The country has been on high alert since the North's Nov. 23 bombardment of an island near the disputed Yellow Sea border killed four people including civilians and triggered a regional crisis.
After the attack, the first on a civilian area since the war, Seoul staged a major naval drill with the United States in a show of strength against Pyongyang.
Last week, the South staged its own live-fire drills around the coast.
A similar week-long exercise began Dec. 13 at 27 venues off the coast but not near the disputed border, the Joint Chiefs of Staff said.
The top U.S. and South Korean military officers last week vowed more joint drills and promised a tough response to future attacks.

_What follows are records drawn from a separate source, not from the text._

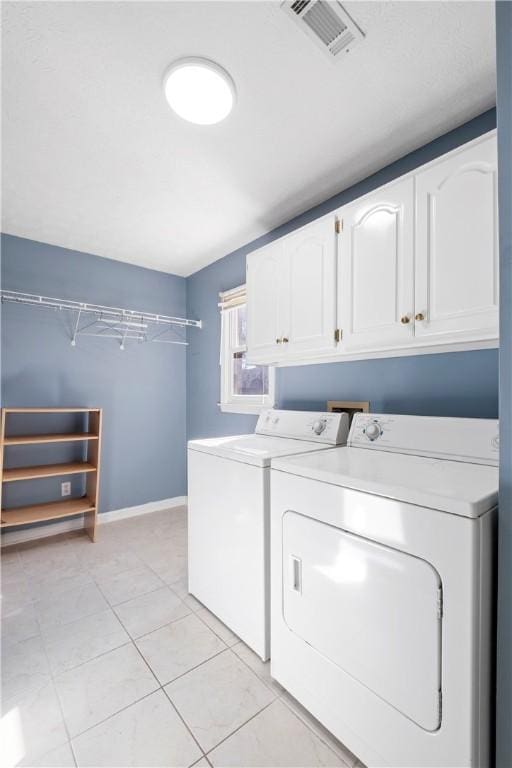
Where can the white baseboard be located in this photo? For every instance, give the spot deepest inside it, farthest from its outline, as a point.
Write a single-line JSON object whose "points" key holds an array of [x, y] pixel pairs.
{"points": [[65, 526]]}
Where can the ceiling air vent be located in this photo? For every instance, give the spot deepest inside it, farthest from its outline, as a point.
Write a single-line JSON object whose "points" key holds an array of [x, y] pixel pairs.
{"points": [[327, 23]]}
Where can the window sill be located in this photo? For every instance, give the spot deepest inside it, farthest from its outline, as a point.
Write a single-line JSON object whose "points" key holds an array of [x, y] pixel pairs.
{"points": [[243, 407]]}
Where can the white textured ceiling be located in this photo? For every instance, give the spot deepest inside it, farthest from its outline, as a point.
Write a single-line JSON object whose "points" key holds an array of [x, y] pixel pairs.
{"points": [[94, 160]]}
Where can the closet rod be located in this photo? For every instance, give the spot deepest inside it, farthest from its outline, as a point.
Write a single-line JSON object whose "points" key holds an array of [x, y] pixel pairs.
{"points": [[116, 313]]}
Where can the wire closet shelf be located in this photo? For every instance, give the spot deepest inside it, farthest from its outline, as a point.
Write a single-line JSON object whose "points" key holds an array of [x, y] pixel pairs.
{"points": [[108, 322]]}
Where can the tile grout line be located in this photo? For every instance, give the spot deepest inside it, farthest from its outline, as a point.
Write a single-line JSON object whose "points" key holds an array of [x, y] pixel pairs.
{"points": [[240, 727]]}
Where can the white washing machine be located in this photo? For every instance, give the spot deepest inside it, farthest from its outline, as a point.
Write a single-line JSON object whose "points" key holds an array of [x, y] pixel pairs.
{"points": [[229, 514], [382, 587]]}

The North's ruling party newspaper Rodong Sinmun said Dec. 13 the two nations are conspiring to launch a war and "bringing the dark clouds of a nuclear war to hang over the Korean peninsula."
A series of diplomatic moves are also underway this week.
North Korea's foreign minister Pak Ui-Chun is visiting Russia, while U.S. Deputy Secretary of State James Steinberg is to visit Beijing to press China to take stronger action against its ally the North.
South Korea's chief nuclear envoy is scheduled to visit Russia for talks with his counterpart Alexei Borodavkin.
And New Mexico Governor Bill Richardson will visit North Korea from Dec. 16-20 to try to calm tensions.
China has called for an emergency meeting on the crisis between chief delegates to stalled six-party talks on the North's nuclear disarmament.
The United States, Japan and South Korea have reacted coolly, saying the North must first mend ties with the South and show seriousness about disarmament.
Russia is the sixth member of the forum.